While police officials have publicly claimed that services for families are equal and fair across race and ZIP codes, massive gaps in missing persons data make it impossible to prove, according to a two-year investigation by City Bureau and the Invisible Institute. Instead, interviews with current and former police officers, national experts and researchers, along with dozens of anecdotes from impacted family members, reveal a pattern of neglect, incompetence and illegal behavior from police officers in missing person cases:

  • Under Illinois law and Chicago police policy, police officers cannot deny a missing person report for any reason. However, reporters found dozens of people who say they were told to wait, or outright denied the ability to file a report — delaying investigations during the critical early hours of missingness. Read more.
  • Families of the missing say that police officers are dismissive of their cases, neglect their investigations and stigmatize their loved ones — including multiple cases where police declined to investigate key leads or lost evidence, leaving families to conduct their own searches. Read more.
  • Analyzing police data on missing person cases from 2000 to 2021, reporters found discrepancies that call into question the department’s data-keeping practices. Current and former police officers say that the missing person report is one of the last remaining paper reports used by Chicago police. Police records also show that, from 2017 to 2021, a little over 45% of cases are missing a key data point about the time and date police arrived to investigate these cases. And reporters identified multiple cases that ended in homicide that were marked “non-criminal” in the data — as well as four cases where detectives explicitly noted that the missing person had returned home, despite family members saying their loved ones never returned home alive. Read more.

Not only does this erode the community’s already thin trust in Chicago Police, but even sources within the police department say that bad management and inefficient systems leave detectives burned out and unable to help families in need. It also means that a recently formed state task force that is examining the issue of missing women and girls in Chicago will face a near-impossible hurdle in linking missing person cases to crimes like murder and human trafficking.

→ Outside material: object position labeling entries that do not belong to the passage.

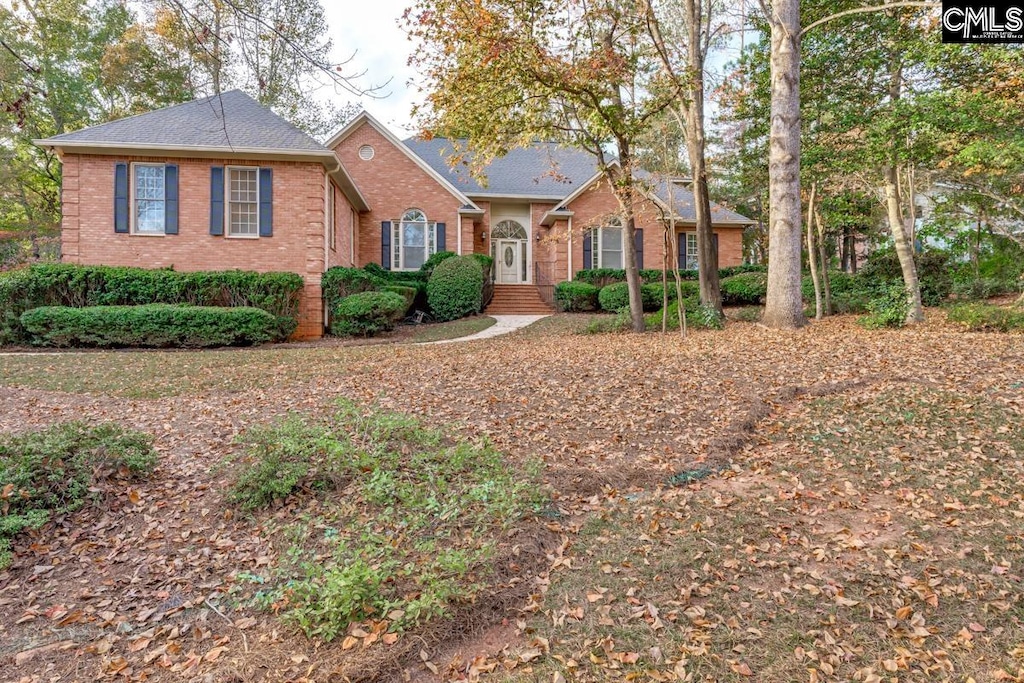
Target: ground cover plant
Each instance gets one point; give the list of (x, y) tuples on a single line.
[(57, 470), (409, 523), (731, 450)]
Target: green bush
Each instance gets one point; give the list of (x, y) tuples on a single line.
[(55, 471), (744, 289), (152, 326), (76, 286), (456, 288), (987, 317), (409, 293), (616, 297), (368, 313), (577, 297), (887, 310), (435, 258), (339, 283), (883, 269)]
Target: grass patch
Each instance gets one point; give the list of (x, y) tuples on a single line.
[(452, 330), (403, 524), (57, 470), (156, 375), (876, 537)]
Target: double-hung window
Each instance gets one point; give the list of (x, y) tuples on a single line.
[(691, 251), (243, 202), (150, 198), (414, 241), (607, 246)]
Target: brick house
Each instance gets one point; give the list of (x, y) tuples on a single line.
[(223, 182)]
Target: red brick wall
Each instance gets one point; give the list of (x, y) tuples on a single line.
[(392, 182), (297, 244)]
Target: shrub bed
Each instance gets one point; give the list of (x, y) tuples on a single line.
[(577, 297), (77, 286), (744, 289), (456, 288), (987, 317), (368, 313), (152, 326), (56, 471), (616, 297)]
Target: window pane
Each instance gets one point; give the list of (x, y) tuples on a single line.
[(243, 198), (148, 199), (611, 238)]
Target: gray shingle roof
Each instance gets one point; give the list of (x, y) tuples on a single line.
[(543, 170), (683, 200), (229, 121)]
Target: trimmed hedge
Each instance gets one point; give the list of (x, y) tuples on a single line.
[(77, 286), (338, 283), (744, 289), (603, 276), (456, 288), (577, 297), (151, 326), (616, 297), (367, 313)]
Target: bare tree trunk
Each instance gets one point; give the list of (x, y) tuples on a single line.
[(823, 255), (783, 307), (812, 256), (904, 252), (711, 293)]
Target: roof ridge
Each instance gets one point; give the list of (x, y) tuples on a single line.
[(198, 100)]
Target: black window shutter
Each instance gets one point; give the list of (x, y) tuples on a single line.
[(439, 244), (217, 200), (121, 197), (266, 202), (386, 245), (588, 249), (171, 199)]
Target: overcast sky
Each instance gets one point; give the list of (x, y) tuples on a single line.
[(370, 29)]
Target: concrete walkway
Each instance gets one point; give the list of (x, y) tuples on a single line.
[(503, 326)]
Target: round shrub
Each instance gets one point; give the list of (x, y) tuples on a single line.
[(577, 297), (456, 288), (744, 289), (616, 296), (368, 313)]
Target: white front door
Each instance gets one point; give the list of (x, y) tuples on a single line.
[(509, 261)]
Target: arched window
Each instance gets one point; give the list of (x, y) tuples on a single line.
[(606, 244), (508, 229), (414, 240)]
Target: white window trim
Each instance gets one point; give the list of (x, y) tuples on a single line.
[(397, 240), (227, 202), (597, 248), (133, 228), (686, 252)]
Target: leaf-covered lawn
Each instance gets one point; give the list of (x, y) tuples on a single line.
[(854, 504)]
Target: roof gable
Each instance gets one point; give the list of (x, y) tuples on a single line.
[(544, 170), (231, 121)]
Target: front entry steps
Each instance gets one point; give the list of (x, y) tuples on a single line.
[(517, 300)]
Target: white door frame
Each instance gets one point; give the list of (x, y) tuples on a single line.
[(515, 268)]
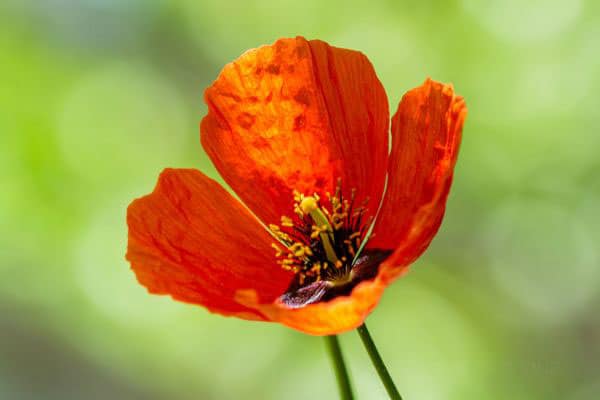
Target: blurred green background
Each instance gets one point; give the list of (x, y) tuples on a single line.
[(96, 97)]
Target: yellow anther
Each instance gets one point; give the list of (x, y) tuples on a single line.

LaTonya Moore poses with her daughter’s urn, Shantieya Smith, inside her home 150 miles away from Chicago.
A view of the bedroom of Shantieya Smith’s only daughter: a sticker on the wall reads “MOM”.
Latonya Moore poses with Shantieya Smith’s urn, inside her home where she lives with her granddaughter, 150 miles away from Chicago. (second) Smith’s young daughter still struggles with the loss of her mother. In her room, a sticker on the wall reads, “Mom.” (Photos: Sebastián Hidalgo)

In a moment when missing person cases are garnering more attention, both nationally and locally, public officials and community members agree that tackling the missing persons issue will require holistic solutions: from changing state laws, to retraining police officers and allocating resources to missing person investigations, to funding community programs like safe houses, mental health services and neighborhood searches. But filing a police report is many people’s first step when their loved one goes missing — and community members want to know what they could, and should, expect from police.

A spokesperson in Mayor Brandon Johnson’s office recognized there are inequities in how police handle missing person cases in Chicago. “The historical disparities that exist in our city when it comes to solving missing person cases among Black and Brown Chicagoans — and Black women, in particular — is an example of the lack of visibility for marginalized communities,” says spokesperson Ronnie Reese. “We need to see people in order to care for them, and ultimately protect them from wicked systems that have been a threat to these communities for generations.”

Despite City Bureau and the Invisible Institute reaching out to the Chicago Police Department media affairs over the course of months to better understand the department’s data management and missing persons pipeline, department officials declined to be interviewed or to answer any specific questions about cases or data.